Annonciation

Fra-Angelico-L'Annonciation-(Prado)À quatre jours de Noël, nous lisons l’évangile de l’Annonciation. Le plus grand et le plus secret de tous les miracles. L’événement le plus intime qui soit. Une jeune fille d’un très obscur village de Galilée a soudain la certitude qu’elle va devenir la mère du Messie.

Les Grecs imaginaient volontiers des naissances d’êtres mi-divins mi-humains, comme Esculape, Dyonisos, Hercule ou Hermès. Mais les histoires que l’on racontait à leur sujet étaient sordides. Surtout, ce n’étaient que légendes.

L’enfant que Marie allait mettre au monde serait quant à lui tout à fait réel. Des foules innombrables se rassemblèrent autour de lui. Son existence historique est absolument indubitable.

Il fut vraiment et pleinement un être humain. Cela ne devrait faire aucun doute pour personne. Le plus grand des miracles est qu’il fut cependant, vraiment et pleinement, le Dieu Très Haut.

Rien ne fut d’abord plus secret. Nul ne fut témoin de sa conception virginale. Il fut un enfant comme les autres. Ses miracles auraient pu être ceux d’un envoyé de Dieu au charisme exceptionnel, comme Moïse ou Elie avant lui.

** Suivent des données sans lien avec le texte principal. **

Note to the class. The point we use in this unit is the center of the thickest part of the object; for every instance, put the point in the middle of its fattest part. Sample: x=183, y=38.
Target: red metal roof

Au Quatrocento, le Bienheureux Fra Angelico, véritable saint et artiste de génie, a mis tout son art à peindre l’événement de l’Annonce faite à Marie. Celle-ci tient un livre sur ses genoux. On comprend qu’elle est surprise alors qu’elle faisait sa prière. L’Ange s’incline. Surtout, il y a ce rayon d’une infinie délicatesse qui traverse toute la scène. En regardant de près, on distingue la silhouette d’une colombe. Pour ceux qui n’auraient pas compris, le rayon figure donc l’Esprit Saint lui-même qui agit depuis le Ciel pour accomplir ce que l’ange vient d’annoncer.

Sur la gauche, on reconnaît la figuration de nos premiers parents, Adam et Eve chassés du Paradis à cause de leur péché. Fra Angelico les a peints avec grand respect. Eve a les mains jointes, comme si elle priait. Adam a la main sur la joue, comme pour cacher ses larmes. Sous leurs pieds, les roses du jardin de Marie, qu’ils piétinent sans y prendre garde.

Nous comprenons que nous leur sommes semblables. Nous saisissons aussi que Celui qui va naître sera leur Sauveur, et le nôtre.